The exhibit will be accompanied by a book written by exhibit curator Diana Pardue with Norman L. Sandfield and published by the Museum of New Mexico Press; the price is $29.95.  The exhibit and book will show the antecedents of the bolo tie, including Victorian neckwear and scarf slides. It will include an important early scarf slide from the Heard Museum collection made in 1930-40s by Leekya Deyuse (Zuni Pueblo). The exhibit and book will also include new information on patents for the different backings of the bolo tie, which is essential to accurate dating of a tie when the date is not otherwise known.

Also, the exhibit examines how Western wear, including the bolo tie, was popularized through 1950s television shows and movies. Some TV and movie personalities who brought scarf slides and bolo ties into the everyday vernacular include the Cisco Kid, Hopalong Cassidy and Roy Rogers. And of course, the exhibit will showcase bolo ties created by American Indian jewelers from the late 1940s through today.

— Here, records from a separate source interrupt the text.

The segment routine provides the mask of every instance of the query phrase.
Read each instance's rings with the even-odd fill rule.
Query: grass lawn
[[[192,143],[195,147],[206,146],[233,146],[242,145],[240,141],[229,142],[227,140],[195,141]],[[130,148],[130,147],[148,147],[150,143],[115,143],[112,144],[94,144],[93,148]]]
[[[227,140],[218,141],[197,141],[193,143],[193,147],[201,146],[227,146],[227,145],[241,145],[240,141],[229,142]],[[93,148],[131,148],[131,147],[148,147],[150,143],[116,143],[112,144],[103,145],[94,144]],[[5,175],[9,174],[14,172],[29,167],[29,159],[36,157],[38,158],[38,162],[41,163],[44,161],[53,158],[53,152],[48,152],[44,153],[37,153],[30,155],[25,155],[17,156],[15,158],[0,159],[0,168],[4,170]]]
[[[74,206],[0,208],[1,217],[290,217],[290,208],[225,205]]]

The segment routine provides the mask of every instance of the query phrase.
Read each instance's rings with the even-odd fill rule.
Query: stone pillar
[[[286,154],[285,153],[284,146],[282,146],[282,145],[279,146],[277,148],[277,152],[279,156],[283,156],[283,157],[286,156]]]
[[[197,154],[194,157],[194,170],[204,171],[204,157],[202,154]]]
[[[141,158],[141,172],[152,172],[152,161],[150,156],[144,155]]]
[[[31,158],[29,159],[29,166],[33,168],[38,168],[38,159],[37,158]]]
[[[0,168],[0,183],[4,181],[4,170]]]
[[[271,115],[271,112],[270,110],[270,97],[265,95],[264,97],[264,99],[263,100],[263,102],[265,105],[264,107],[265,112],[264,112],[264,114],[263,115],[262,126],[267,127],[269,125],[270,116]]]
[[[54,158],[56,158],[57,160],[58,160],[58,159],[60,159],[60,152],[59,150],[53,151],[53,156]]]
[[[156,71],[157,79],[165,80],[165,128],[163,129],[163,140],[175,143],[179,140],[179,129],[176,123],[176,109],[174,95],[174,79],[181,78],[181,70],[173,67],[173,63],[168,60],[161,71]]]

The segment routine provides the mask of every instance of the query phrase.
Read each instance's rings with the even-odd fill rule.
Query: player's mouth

The bolo tie’s road to acquiring the status of Arizona’s official neckwear is also quite interesting; the story stretches out several years. KOOL-TV, Channel 10’s anchor Bill Close and five other bolo tie enthusiasts met in 1966 at the Westward Ho Hotel in downtown Phoenix. From the beginning, their intent was to make the bolo tie a state emblem. Perhaps to help the cause, Arizona Highways Magazine devoted several pages of its October 1966 issue to Southwestern jewelry, including bolo ties. Help arrived when Governor Jack Williams proclaimed the first week of March 1969 as “Bolo Tie Week.” After several unsuccessful attempts, a bill making the bolo tie the official state neckwear was finally passed on April 22, 1971.

The bolo tie is also the official neckwear of New Mexico and Texas, although Arizona was the first state to designate it as such.

             

After its run at Sky Harbor, the exhibit is scheduled to open in Albuquerque, N.M., June 29, 2014, to be on display until September 30, 2014.

 

Top-bottom:

Julius Keyonnie (Navajo). Collector Norman Sandfield commissioned a silver seed pot from the artist in 2006. For this commission, the collector requested a bolo tie in the shape of a silver seed pot. The artist accomplished this in silver, gold and turquoise, 2009, 2 3/4” diameter, with figure-8 wire fitting. No hallmark.


Peter Nelson (Navajo). Silver overlay bolo tie with 14-karat gold appliqué, 2000-2009, 3 ¼” height, with figure-8 wire fitting. Hallmark is “Peter Nelson” in Gothic print.


Victorian slide necklace of woven hair and gold ornaments, late 1800s, 1” height. This was worn much in the same way as the modern-day bolo tie. These were generally worn by women.

Roy Rogers and Dale Evans publicity photograph, c. 1973. Although he wore a knotted silk scarf in his movies and for his television show, Rogers wears a Victor Cedarstaff bolo tie in this photograph.